The borough is also experiencing a decline in state contributions in a number of areas, including on municipal revenue sharing and to its public employee pension payments. Several years ago, a lawsuit resulting from miscalculations on the payments resulted in a settlement requiring the state and municipalities to cover more of the difference, and the state has gradually been shifting more of that responsibility to municipalities, something current Borough Mayor Mike Navarre has expressed frustration with. Morton said the borough having to pay for the state’s mistake frustrated her.
“So I would like to push that responsibility back to the state,” she said. “We are being asked to pay for the state’s mistake.”
Both candidates said they support the Kenai Peninsula Borough School District, though Blakeley said he was troubled by the school district’s performance rankings and would like to see improvement. Morton noted that the peninsula’s schools performed better than the statewide average on the recent standardized test results and that she wanted to see more opportunities for young people to stay in the community.

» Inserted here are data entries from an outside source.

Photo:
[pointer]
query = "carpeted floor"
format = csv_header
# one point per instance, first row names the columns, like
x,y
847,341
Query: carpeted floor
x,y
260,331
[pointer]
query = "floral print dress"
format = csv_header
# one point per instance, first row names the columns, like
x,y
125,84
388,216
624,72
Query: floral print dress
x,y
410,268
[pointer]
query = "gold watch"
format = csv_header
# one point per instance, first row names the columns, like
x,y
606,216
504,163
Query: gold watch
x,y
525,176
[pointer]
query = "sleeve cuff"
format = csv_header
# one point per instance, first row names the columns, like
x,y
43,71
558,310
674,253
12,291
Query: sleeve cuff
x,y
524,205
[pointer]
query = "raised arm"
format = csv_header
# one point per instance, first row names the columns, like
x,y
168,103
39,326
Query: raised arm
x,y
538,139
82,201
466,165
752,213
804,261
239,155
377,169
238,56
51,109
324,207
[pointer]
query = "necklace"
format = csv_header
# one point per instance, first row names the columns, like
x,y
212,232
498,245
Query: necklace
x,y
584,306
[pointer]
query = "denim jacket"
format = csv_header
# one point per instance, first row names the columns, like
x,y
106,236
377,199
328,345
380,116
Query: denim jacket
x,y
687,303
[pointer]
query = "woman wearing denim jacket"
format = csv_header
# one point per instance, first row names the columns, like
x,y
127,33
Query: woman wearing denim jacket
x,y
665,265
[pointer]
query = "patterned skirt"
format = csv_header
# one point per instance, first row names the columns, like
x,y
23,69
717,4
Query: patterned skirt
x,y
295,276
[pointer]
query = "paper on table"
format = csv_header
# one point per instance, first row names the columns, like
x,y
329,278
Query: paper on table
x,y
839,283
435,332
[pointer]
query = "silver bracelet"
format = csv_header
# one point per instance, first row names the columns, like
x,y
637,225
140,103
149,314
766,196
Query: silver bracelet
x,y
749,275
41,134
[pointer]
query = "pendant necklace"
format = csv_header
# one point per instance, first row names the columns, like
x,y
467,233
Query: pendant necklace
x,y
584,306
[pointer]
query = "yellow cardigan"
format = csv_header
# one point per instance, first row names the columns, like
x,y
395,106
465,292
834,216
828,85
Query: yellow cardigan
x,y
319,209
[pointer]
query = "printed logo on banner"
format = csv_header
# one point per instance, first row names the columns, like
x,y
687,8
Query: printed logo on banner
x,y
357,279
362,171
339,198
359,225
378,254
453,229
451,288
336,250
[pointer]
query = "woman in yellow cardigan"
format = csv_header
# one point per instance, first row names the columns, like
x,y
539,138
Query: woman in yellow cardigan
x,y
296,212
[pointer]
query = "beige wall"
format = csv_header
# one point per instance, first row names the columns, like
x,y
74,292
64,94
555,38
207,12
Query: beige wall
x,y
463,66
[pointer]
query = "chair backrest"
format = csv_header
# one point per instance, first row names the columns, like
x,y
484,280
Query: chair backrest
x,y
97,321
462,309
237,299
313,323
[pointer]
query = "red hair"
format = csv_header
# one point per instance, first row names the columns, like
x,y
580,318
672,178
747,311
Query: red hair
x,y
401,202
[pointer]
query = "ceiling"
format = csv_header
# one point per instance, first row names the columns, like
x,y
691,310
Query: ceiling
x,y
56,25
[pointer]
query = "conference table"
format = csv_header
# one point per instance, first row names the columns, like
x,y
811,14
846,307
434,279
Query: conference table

They also disagree about Proposition 1, the proposal on the ballot that asks voters whether commercial cannabis operations should be banned in the borough outside the city limits. Blakeley said he was concerned about the availability of marijuana and fiscal impact of drug addiction in the community and so would vote yes; Morton said she had heard from a number of people who rely on cannabis for medical reasons and that she would like to see it continue to be regulated legally.
Early and absentee in person voting is open now until Oct. 3, the day of the official municipal regular election.